Examina su mano, que tiene una mancha de madera podrida y de óxido –parece mierda–, y sí, sangre: la piel se ha desgarrado. Las astillas mojadas en su palma, la contusión en su hombro, el lío que supone todo aquello... Arroja el picaporte a los contenedores de basura municipales, negros y con ruedas, dispuestos en fila en la boca del callejón. El objeto rebota débilmente en la tapa más cercana y resbala por detrás.
–¡Ey! –brama una voz ronca.
–Joder, ¿y ahora qué pasa?
Katya husmea la esquina y se asoma a la oscuridad del callejón. Hay un par de figuras grises guarecidas en el extremo opuesto. Distingue un colchón, un revoltijo de mantas y una radio negra de plástico cuyas piezas se mantienen unidas con cinta adhesiva. Una de las figuras levanta una mano harapienta y ella reconoce el vendaje colgante.
–¡Derek! Dios mío, perdón, hombre. Perdón.
Se oye un gruñido en la penumbra.
–¿Tienes algo de tabaco?
–Hoy nada. Lo lamento.
–Uy, te hiciste daño, chica –señala Derek.
La sangre gotea de los nudillos de Katya.
–Un arañazo. Sobreviviré.
Ella se seca la sangre en el overol y le dice adiós con la mano herida.
–Buenas noches.
Al diablo con la cochera. Si alguien quiere la camioneta esta noche, bienvenido sea.
Una vez en su casa, se quita los zapatos a puntapiés y atraviesa la pequeña sala para llegar al área de la cocina, que carece de divisiones interiores. El desplazamiento de pared a pared le toma unos seis pasos: la casa es chica; apenas tiene espacio para unas pocas bocanadas de aire húmedo y sofocante. La alfombra se siente áspera bajo los pies. Katya deja correr agua sobre el rasguño. La inmundicia del hoyo cavado se mezcló con el óxido de la puerta de la cochera y ambos han contaminado su sangre. Tétanos, trismo. Un baño, eso es lo que necesita. Sube por las estrechas escaleras. ¡Son tan escarpadas! Hoy, en mayor medida que otros días, siente que las escaleras se han incrustado, como con un calzador, entre los muros.
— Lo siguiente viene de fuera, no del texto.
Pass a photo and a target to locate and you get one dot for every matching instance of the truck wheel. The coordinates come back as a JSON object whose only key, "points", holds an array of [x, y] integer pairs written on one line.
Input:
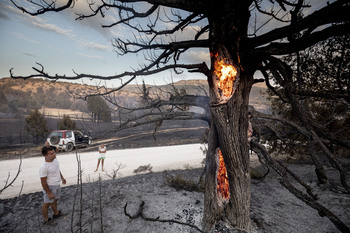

Preparar el baño es un ritual menor. Le gusta muy caliente y siempre usa una gran cantidad de burbujas o de aceite caliginoso: mejor no ver su propia piel a través del cristal de agua. Sólo las pálidas curvas de sus senos sobresalen en la superficie. Se hunde en la espuma perfumada, cierra los ojos y repasa el día, vaciando sus bolsillos mentales, ordenando en diferentes acervos lo que ha cambiado. Pero el foso hondo del perímetro de construcción sigue inmiscuyéndose en sus pensamientos. Sus flancos viscosos, su base llena de líquido. El lodo, semejante a carne sudorosa. Al fin y al cabo, las raíces de la ciudad no son muy profundas. Unos cuantos metros hacia abajo y ahí se encuentra todo: la tierra cruda, lo elemental.